Ni un rumor se oye en la casa. El ama recomendó a todos que caminaran rozando apenas el suelo, como si fueran ángeles, para no despertar a Daniel, y las pardas se han reunido a rezar quedamente en el otro patio, en tanto que la señora y sus hermanas lloran con los pañuelos apretados sobre los labios, en el cuarto del enfermo, donde algún bicho zumba como si pidiera silencio, alrededor de la única lámpara encendida.

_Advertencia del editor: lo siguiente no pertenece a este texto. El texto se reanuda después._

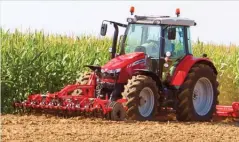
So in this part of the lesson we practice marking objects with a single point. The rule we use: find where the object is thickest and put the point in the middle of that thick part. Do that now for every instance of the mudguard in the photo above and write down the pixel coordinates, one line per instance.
(185, 65)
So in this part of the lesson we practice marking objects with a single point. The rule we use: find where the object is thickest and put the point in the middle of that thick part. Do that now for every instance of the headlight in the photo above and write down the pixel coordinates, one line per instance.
(111, 71)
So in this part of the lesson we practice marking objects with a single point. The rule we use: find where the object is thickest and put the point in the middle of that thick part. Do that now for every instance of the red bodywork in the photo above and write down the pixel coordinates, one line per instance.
(87, 102)
(183, 68)
(127, 63)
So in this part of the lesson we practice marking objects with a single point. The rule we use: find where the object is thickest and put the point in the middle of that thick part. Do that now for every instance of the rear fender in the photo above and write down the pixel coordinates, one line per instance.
(150, 74)
(184, 67)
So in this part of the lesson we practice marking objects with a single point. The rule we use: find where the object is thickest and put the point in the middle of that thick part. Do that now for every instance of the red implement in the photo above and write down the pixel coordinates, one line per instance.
(228, 111)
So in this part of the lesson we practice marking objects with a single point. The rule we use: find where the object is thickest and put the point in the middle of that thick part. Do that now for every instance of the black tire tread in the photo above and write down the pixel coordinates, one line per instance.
(184, 110)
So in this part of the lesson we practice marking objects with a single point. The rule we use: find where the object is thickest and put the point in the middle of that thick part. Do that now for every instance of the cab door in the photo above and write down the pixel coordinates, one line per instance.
(178, 48)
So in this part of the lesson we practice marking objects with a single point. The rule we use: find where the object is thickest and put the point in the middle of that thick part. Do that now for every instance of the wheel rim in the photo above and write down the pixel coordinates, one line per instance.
(203, 96)
(146, 102)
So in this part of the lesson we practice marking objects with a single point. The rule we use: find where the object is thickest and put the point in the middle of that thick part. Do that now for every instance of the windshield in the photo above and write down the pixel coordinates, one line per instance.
(143, 38)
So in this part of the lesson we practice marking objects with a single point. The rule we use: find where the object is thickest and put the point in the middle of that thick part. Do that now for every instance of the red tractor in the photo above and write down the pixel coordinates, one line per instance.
(154, 70)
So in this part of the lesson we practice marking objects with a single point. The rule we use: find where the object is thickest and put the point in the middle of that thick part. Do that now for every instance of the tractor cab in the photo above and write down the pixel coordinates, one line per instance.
(163, 39)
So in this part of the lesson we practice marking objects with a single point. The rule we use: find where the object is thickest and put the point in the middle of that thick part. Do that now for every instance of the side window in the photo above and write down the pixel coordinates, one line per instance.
(189, 41)
(153, 33)
(177, 46)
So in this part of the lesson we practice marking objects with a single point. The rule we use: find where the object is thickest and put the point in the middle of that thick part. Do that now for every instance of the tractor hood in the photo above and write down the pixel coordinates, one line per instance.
(122, 61)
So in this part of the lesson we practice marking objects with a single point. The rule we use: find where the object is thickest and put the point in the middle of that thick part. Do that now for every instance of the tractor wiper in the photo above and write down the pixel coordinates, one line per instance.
(119, 24)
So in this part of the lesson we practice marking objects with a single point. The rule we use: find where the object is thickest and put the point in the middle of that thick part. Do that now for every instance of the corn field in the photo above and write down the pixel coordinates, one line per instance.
(37, 63)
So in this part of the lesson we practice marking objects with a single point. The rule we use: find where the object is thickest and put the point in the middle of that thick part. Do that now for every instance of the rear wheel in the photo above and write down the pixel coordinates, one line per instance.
(198, 95)
(141, 93)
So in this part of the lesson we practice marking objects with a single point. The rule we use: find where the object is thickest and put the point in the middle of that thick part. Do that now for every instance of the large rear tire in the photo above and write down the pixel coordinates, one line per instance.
(142, 95)
(198, 95)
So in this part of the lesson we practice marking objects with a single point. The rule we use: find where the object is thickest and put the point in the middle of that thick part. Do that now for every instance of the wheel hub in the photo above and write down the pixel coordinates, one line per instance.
(146, 103)
(203, 96)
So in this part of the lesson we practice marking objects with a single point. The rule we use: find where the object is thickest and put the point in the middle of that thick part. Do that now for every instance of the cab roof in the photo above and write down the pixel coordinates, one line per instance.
(165, 20)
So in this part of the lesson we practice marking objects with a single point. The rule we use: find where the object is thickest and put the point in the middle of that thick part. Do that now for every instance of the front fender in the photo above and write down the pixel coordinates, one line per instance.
(184, 67)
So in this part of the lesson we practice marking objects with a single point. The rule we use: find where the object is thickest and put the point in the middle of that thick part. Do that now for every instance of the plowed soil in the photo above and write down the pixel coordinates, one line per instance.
(44, 128)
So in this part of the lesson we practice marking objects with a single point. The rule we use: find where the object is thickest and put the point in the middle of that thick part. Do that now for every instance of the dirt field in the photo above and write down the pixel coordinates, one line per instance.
(43, 128)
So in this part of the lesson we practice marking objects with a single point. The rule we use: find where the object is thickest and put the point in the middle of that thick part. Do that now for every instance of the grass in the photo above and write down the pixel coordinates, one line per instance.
(36, 63)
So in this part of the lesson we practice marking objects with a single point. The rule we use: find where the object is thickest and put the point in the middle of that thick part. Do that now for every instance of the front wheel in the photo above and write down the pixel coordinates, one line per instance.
(141, 93)
(198, 95)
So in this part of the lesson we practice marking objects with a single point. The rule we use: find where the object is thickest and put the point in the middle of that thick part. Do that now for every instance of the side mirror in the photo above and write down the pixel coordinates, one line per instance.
(133, 28)
(120, 39)
(168, 54)
(171, 33)
(103, 29)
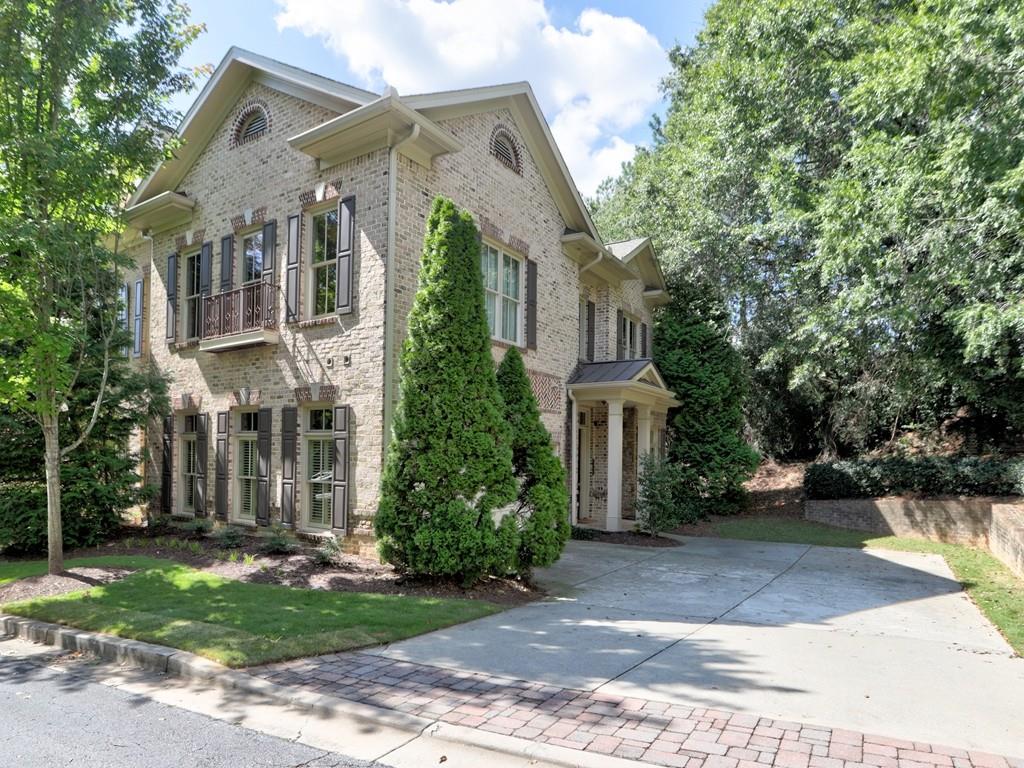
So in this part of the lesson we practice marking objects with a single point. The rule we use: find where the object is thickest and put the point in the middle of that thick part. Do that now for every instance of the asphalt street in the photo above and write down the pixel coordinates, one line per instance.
(56, 718)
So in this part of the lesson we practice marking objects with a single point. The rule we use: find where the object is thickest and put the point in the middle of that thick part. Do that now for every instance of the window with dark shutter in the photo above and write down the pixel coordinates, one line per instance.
(172, 296)
(346, 254)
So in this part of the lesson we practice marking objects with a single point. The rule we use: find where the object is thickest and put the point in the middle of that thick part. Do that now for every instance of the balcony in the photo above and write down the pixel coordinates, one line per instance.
(245, 316)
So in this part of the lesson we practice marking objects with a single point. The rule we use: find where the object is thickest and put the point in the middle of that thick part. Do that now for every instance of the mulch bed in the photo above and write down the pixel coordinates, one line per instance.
(629, 539)
(72, 580)
(348, 573)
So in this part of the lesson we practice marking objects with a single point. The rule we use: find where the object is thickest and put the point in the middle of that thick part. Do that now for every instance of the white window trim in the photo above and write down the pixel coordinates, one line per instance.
(236, 480)
(631, 349)
(309, 276)
(241, 255)
(198, 255)
(520, 302)
(308, 436)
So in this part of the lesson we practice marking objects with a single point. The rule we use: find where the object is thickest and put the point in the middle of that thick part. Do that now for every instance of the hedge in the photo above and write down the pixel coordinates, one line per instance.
(865, 478)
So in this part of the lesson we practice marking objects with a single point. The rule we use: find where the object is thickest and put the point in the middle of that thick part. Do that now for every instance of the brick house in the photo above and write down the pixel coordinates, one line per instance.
(278, 256)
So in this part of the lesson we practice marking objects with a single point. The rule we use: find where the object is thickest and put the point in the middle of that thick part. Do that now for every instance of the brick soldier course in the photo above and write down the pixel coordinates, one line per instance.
(655, 732)
(265, 148)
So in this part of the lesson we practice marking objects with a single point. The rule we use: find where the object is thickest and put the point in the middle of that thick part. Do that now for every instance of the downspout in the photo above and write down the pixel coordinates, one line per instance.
(392, 218)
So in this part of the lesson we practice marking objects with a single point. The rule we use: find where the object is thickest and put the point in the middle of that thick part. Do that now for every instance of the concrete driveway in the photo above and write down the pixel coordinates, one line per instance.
(882, 642)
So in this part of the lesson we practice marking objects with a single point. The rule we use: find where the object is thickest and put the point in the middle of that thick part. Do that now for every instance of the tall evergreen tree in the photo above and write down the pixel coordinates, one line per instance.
(543, 506)
(449, 466)
(693, 352)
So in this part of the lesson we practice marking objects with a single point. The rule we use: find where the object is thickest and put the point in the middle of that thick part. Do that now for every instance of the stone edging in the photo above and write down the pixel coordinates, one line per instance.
(190, 667)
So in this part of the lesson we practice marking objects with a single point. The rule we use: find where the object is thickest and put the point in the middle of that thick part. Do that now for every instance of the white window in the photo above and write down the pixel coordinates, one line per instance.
(324, 263)
(246, 466)
(320, 467)
(584, 328)
(189, 464)
(252, 258)
(630, 334)
(502, 293)
(194, 301)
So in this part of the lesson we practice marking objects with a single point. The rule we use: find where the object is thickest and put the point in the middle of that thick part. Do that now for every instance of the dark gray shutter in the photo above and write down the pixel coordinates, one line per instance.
(269, 251)
(289, 427)
(346, 252)
(620, 337)
(223, 419)
(172, 296)
(292, 270)
(136, 324)
(202, 454)
(226, 262)
(263, 465)
(591, 321)
(530, 304)
(340, 489)
(167, 471)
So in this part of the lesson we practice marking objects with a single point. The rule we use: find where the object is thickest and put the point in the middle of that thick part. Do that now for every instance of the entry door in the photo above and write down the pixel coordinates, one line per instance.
(583, 465)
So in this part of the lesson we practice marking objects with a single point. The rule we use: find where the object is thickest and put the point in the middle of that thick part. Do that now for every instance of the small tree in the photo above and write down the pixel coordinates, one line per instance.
(700, 366)
(449, 465)
(85, 87)
(542, 508)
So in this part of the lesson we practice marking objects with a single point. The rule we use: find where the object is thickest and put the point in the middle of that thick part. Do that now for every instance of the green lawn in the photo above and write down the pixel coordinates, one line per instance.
(11, 571)
(242, 625)
(991, 585)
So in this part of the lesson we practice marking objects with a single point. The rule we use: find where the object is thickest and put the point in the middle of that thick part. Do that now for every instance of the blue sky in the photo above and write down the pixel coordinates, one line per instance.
(594, 66)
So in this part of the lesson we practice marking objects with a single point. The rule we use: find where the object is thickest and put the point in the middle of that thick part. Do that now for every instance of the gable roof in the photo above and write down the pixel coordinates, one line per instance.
(519, 99)
(240, 67)
(236, 71)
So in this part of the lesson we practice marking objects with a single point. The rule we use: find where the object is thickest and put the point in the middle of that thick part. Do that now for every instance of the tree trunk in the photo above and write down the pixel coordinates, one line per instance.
(54, 534)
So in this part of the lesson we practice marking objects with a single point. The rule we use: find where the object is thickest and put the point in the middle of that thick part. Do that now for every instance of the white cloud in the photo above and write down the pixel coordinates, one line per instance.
(595, 82)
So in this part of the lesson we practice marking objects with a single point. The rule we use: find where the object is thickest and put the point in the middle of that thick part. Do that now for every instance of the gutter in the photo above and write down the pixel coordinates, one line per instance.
(392, 215)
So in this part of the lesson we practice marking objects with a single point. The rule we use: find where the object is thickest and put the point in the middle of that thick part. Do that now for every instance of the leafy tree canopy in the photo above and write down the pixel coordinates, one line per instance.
(848, 175)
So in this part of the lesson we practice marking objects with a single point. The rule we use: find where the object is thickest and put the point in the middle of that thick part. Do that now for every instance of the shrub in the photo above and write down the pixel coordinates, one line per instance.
(449, 465)
(542, 509)
(229, 538)
(329, 552)
(278, 542)
(863, 478)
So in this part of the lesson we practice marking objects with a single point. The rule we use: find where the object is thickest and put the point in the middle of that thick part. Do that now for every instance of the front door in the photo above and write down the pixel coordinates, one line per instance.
(584, 467)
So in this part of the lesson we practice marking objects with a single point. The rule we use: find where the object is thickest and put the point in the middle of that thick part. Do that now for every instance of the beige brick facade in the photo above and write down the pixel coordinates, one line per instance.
(235, 186)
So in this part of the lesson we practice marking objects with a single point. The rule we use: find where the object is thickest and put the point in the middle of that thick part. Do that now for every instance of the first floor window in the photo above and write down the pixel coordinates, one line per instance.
(189, 464)
(502, 295)
(252, 257)
(193, 298)
(324, 261)
(320, 467)
(248, 424)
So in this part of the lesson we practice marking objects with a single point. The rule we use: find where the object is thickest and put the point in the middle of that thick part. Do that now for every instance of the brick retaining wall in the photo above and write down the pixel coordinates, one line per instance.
(979, 521)
(1007, 537)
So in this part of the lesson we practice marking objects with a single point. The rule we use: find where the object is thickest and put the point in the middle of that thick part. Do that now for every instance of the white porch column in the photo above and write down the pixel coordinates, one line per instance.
(643, 434)
(614, 514)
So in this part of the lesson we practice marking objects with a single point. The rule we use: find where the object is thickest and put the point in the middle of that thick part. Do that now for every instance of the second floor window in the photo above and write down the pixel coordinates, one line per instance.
(252, 257)
(324, 266)
(630, 334)
(194, 302)
(502, 293)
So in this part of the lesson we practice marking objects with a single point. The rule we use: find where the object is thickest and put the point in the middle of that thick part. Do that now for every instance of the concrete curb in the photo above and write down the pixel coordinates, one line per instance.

Martinito piensa que el niño, su amigo, va a morir, y le late el frágil corazón de cerámica. Ya nadie acudirá cantando a su escondite del zaguán; nadie le traerá los juguetes nuevos, para mostrárselos y que conversen con él. Quedará solo una vez más, mucho más solo ahora que sabe lo que es la ternura.
La Muerte, entretanto, balancea las piernas magras en el brocal poliédrico de mármol que ornan anclas y delfines. El hombrecito da un paso y abandona su cuadrado refugio. Va hacia el patio, pequeño peregrino azul que atraviesa los hierros de la cancela asombrada, apoyándose en el bastón. Los gatos a quienes trastorna la proximidad de la Muerte, cesan de maullar: es insólita la presencia del personaje que podría dormir en la palma de la mano de un chico; tan insólita como la de la enlutada mujer sin ojos. Allá abajo, en el pozo profundo, la gran tortuga que lo habita adivina que algo extraño sucede en la superficie, y saca la cabeza del caparazón.
La Muerte se hastía entre las enredaderas tenebrosas, mientras aguarda la hora fija en que se descalzará los mitones fúnebres para cumplir su función. Desprende el relojito que cuelga sobre su pecho fláccido y al que una guadaña sirve de minutero, mira la hora y vuelve a bostezar. Entonces advierte a sus pies al enano del azulejo, que se ha quitado el bonete y hace una reverencia de Francia.